Was den Umgang mit den Problemen von Flucht angehe, gebe es zwar viele schöne Reden im Bundestag, aber wenig konkrete Vorschläge. Insgesamt bestehe wenig Interesse, sich mit dem Thema Fluchtursachen auseinanderzusetzen. Die Bundesregierung selbst sei zwar regelmäßig bestürzt über Tragödien im Mittelmeer, handle aber dennoch repressiv und rein militärisch. Die Hauptursache ist schnell gefunden, Schleusernetzwerke müssen bekämpft werden. Die Antwort auf die Flüchtlingsnot im Mittelmeer ist also ein Militäreinsatz. Die Militärmission soll umfassende Aufklärung über Routen von Schleppern leisten sowie Schleuser auf hoher See festnehmen und verhören. Noch kein Mandat gebe es für die militärische Zerstörung von Schlepperbooten beispielsweise an der Küste Libyens. Und was denn genau ein „Schlepperboot“ sei und wie man das von Personenbooten oder Booten für die Schifffahrt abgrenzen könne, blieb im Bundestag ebenfalls unklar. Von einer zivilen Seenotrettungsmission, wie sie DIE LINKE fordert, fehlt bislang jede Spur.

„Das Aussetzen von ,Mare Nostrum‘ war politisch gewollt und lag nicht an Ineffizienz oder zu hohen Kosten“, stellt die Linken-Abgeordnete fest. Eine praktizierte Seenotrettung wäre ja eine direkte Botschaft an Flüchtlinge und Schlepper, die Überfahrt zu wagen, so laute sinngemäß der derzeitige Konsens der EU. Die Aussetzung von Mare Nostrum diente somit, unter Inkaufnahme von Toten, der Abschreckung.

Flüchtlinge aus Kriegsregionen

Auch in der Außenpolitik verfolgen Bundesregierung und EU eine konfrontative Strategie der massiven politischen Intervention. Sie setze nicht auf den Versuch der Deeskalation und der Verständigung. Rüstungsexporte in unsichere Länder wie Saudi Arabien, Algerien oder Katar befeuern indirekt jene Konflikte, die schon jetzt ungeheure Fluchtbewegungen ausgelöst haben.

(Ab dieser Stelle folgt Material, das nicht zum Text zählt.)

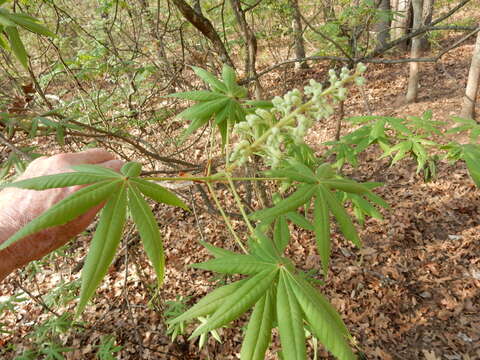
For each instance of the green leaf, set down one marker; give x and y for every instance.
(201, 95)
(471, 155)
(214, 83)
(204, 110)
(67, 209)
(236, 264)
(259, 329)
(57, 181)
(292, 175)
(158, 193)
(324, 320)
(17, 45)
(131, 169)
(290, 322)
(321, 224)
(149, 232)
(346, 185)
(216, 251)
(298, 198)
(27, 23)
(209, 303)
(104, 243)
(281, 234)
(243, 299)
(343, 219)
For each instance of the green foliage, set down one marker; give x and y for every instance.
(222, 103)
(10, 39)
(280, 297)
(118, 191)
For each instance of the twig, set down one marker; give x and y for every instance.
(8, 143)
(35, 298)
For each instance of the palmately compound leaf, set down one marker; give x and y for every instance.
(16, 45)
(349, 186)
(67, 209)
(104, 243)
(149, 232)
(343, 219)
(321, 224)
(323, 319)
(290, 321)
(201, 113)
(158, 193)
(236, 264)
(216, 251)
(239, 302)
(58, 181)
(96, 169)
(291, 203)
(209, 303)
(263, 247)
(259, 329)
(131, 169)
(229, 78)
(292, 175)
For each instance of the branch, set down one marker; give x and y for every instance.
(140, 148)
(420, 31)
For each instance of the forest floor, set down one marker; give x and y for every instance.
(411, 292)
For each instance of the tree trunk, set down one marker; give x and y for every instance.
(412, 91)
(383, 26)
(400, 20)
(328, 10)
(427, 20)
(469, 100)
(298, 35)
(251, 43)
(204, 25)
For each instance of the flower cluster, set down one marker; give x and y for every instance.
(272, 133)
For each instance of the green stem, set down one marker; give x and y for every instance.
(240, 206)
(213, 178)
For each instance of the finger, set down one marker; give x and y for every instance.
(113, 164)
(90, 156)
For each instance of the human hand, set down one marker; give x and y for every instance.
(20, 206)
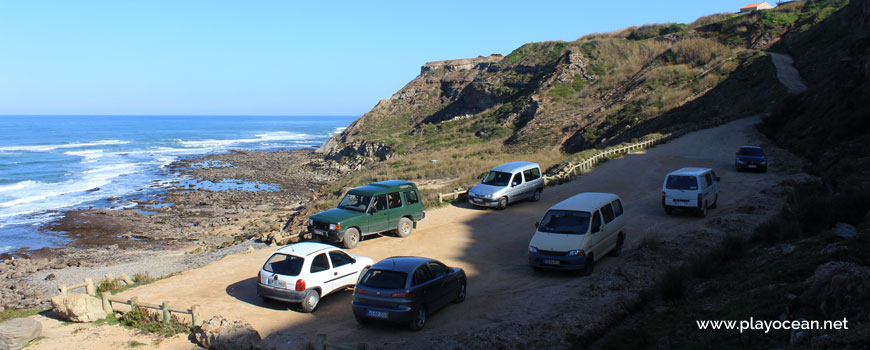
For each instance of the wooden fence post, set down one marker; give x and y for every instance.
(165, 309)
(320, 342)
(195, 318)
(89, 287)
(107, 305)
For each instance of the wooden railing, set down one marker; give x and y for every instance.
(575, 169)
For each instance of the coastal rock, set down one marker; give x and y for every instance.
(16, 333)
(78, 308)
(220, 333)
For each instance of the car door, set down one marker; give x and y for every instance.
(446, 287)
(379, 219)
(396, 209)
(321, 274)
(424, 288)
(344, 270)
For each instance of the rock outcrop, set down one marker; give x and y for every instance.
(16, 333)
(222, 334)
(78, 308)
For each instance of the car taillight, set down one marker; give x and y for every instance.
(403, 295)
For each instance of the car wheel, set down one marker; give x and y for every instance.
(502, 203)
(419, 319)
(310, 300)
(620, 241)
(589, 266)
(461, 296)
(537, 196)
(406, 226)
(351, 238)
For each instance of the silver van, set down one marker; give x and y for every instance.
(506, 184)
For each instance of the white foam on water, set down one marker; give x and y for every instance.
(46, 148)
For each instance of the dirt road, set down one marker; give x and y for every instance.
(491, 246)
(787, 74)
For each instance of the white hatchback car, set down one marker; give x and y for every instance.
(304, 272)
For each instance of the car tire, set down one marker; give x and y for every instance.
(405, 227)
(419, 320)
(620, 241)
(310, 300)
(589, 266)
(462, 291)
(502, 203)
(351, 238)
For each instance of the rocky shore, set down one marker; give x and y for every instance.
(220, 201)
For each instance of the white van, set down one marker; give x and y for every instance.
(691, 188)
(508, 183)
(577, 231)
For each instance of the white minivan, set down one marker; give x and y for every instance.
(691, 188)
(577, 231)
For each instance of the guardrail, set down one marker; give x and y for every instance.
(320, 343)
(166, 308)
(90, 285)
(575, 169)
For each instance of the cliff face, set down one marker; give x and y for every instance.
(599, 89)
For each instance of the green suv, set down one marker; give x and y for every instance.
(391, 205)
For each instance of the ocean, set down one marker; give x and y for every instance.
(49, 164)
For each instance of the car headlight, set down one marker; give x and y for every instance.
(576, 252)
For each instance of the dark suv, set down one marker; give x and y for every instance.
(407, 290)
(391, 205)
(751, 158)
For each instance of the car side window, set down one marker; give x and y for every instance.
(421, 275)
(437, 269)
(518, 179)
(395, 199)
(596, 222)
(381, 202)
(319, 263)
(617, 208)
(339, 258)
(411, 197)
(607, 210)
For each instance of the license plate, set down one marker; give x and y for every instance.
(378, 314)
(277, 283)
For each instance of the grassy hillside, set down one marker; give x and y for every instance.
(551, 102)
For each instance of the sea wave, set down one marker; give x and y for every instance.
(46, 148)
(269, 136)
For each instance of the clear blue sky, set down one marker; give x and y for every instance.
(271, 57)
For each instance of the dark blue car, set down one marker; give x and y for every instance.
(406, 290)
(751, 158)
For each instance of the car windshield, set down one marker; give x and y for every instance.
(284, 264)
(682, 182)
(383, 279)
(752, 152)
(355, 202)
(496, 178)
(565, 221)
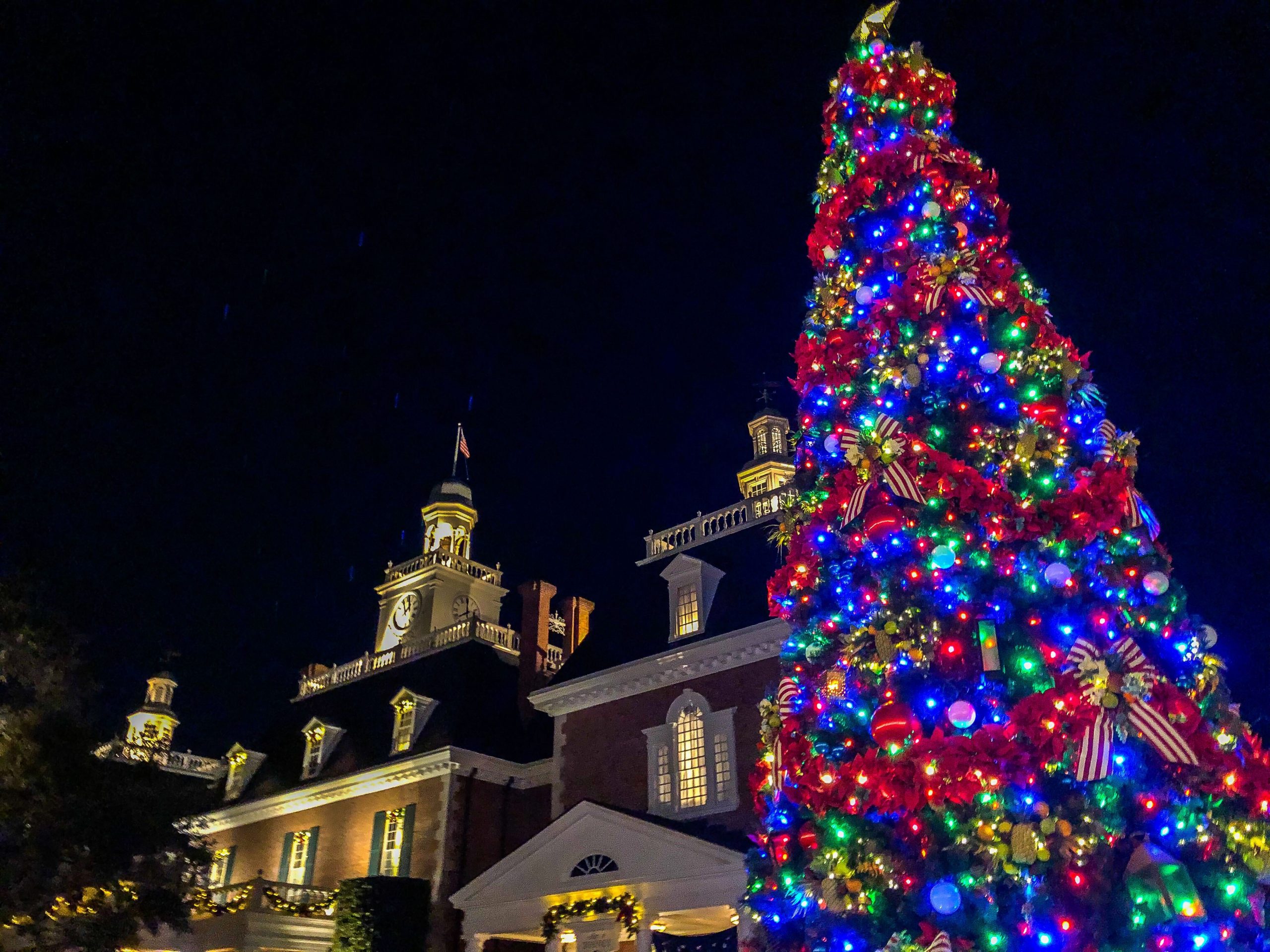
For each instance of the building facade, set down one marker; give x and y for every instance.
(518, 771)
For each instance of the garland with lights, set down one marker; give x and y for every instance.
(201, 901)
(307, 910)
(624, 907)
(999, 726)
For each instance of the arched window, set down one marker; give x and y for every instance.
(593, 865)
(690, 760)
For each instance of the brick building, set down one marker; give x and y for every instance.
(512, 770)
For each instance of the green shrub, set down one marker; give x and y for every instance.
(381, 914)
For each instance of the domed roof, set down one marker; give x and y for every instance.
(451, 492)
(767, 412)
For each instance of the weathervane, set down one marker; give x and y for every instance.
(877, 22)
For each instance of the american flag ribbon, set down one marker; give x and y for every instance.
(899, 479)
(1094, 754)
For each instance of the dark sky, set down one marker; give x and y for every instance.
(257, 257)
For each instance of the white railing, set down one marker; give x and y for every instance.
(468, 630)
(720, 522)
(172, 761)
(450, 560)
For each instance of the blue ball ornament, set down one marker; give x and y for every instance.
(945, 898)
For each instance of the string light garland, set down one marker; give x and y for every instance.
(624, 907)
(999, 726)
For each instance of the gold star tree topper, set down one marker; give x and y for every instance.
(877, 22)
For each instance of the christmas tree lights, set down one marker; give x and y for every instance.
(999, 725)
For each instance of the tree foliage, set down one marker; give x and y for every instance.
(89, 852)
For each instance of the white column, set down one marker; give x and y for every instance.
(644, 939)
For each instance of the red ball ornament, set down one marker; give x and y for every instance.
(807, 837)
(894, 722)
(883, 521)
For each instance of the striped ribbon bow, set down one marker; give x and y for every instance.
(786, 694)
(1135, 506)
(878, 455)
(898, 941)
(959, 270)
(1121, 679)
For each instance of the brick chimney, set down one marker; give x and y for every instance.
(577, 622)
(535, 608)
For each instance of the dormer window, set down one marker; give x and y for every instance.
(235, 780)
(409, 714)
(320, 739)
(688, 616)
(243, 765)
(691, 586)
(690, 760)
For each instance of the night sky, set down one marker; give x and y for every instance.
(257, 257)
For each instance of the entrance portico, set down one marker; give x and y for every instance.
(683, 884)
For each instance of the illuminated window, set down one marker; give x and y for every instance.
(298, 861)
(390, 842)
(223, 864)
(686, 615)
(723, 766)
(690, 752)
(390, 858)
(313, 751)
(663, 774)
(403, 734)
(690, 760)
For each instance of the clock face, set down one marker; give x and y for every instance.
(404, 612)
(465, 606)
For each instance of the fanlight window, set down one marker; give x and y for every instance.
(593, 865)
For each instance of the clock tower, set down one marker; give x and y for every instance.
(443, 588)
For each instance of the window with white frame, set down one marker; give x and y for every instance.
(298, 860)
(403, 731)
(390, 860)
(314, 738)
(688, 611)
(690, 760)
(219, 873)
(237, 776)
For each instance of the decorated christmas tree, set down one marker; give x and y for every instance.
(999, 725)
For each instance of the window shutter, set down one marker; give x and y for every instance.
(286, 856)
(312, 856)
(378, 843)
(407, 835)
(229, 866)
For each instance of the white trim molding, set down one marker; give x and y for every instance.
(718, 654)
(436, 763)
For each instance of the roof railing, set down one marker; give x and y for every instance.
(447, 559)
(722, 522)
(468, 630)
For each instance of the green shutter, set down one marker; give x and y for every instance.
(312, 856)
(407, 837)
(378, 843)
(229, 866)
(286, 856)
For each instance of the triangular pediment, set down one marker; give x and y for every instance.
(643, 851)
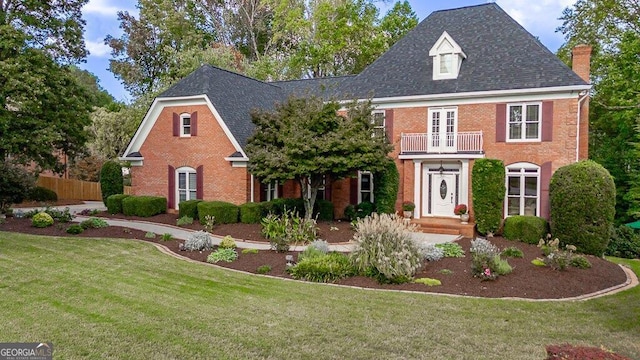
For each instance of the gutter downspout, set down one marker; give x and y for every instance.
(585, 94)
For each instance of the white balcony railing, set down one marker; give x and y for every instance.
(462, 142)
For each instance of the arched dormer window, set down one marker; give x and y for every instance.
(447, 58)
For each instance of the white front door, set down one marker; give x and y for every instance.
(443, 194)
(442, 130)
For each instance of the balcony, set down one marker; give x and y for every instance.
(469, 142)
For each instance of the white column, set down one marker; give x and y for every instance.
(464, 182)
(417, 186)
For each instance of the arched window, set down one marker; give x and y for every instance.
(523, 189)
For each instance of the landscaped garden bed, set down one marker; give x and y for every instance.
(525, 281)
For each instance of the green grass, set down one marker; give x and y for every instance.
(119, 299)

Auch die Erweiterung der NATO-Präsenz nach Osten setze auf Konfrontation und lasse neue Konfliktherde entstehen. Seit dem Beginn der Ukraine Krise hätten etwa 4000 Personen, in großer Anzahl Kriegsdienstverweigerer, Asyl in Deutschland gesucht.

In Deutschland trifft die Bundesregierung zunehmend Maßnahmen, die Flüchtlinge zu kriminalisieren und ihre Rechte und Möglichkeiten zu untergraben. Ein erst letzte Woche erlassenes Gesetz ermöglicht es nun, Geflüchtete ohne Pass sowie nachweislich durch Schlepper Gekommene und jene, bei denen ein noch nicht beendetes Asylverfahren aus einem anderen Land anhängig ist, zu inhaftieren. Für Heike Hänsel ist dies ein direkter Angriff auf die Rechte von Flüchtlingen.

Fähren statt Frontex

„Wenn diese Politik so weitergeht, werden wir mit ganz neuen Flüchtlingszahlen konfrontiert werden.“ So das Fazit von Frau Hänsel. Es brauche eine Außenpolitik der Verständigung und nicht der Abschottung. „Wir  brauchen dringend humanitäre Visa, das heißt legale Einreisemöglichkeiten. Außerdem müssen wir unsere zivilen Strukturen stärken, die vertrauensfördernd wirken, anstatt militärische Blöcke einzusetzen. Eine Seenotrettung haben wir ja bereits in Deutschland, aber die wurde überhaupt nicht in Betracht gezogen.“

In die mediale Offensive gehen

Wichtig sei es, so findet Heike Hänsel, dass sowohl die Parteien als auch Bürgergruppen, Ehrenamtliche und Initiativen, die einen Beitrag zu einer Willkommenskultur leisten, in die Offensive gehen. Man müsse eine Gegenstimme zur derzeitigen Berichterstattung leisten. Denn diese würde instrumentalisiert, sei sehr einseitig, zum Teil propagandistisch und führe zu Ressentiments innerhalb der Bevölkerung.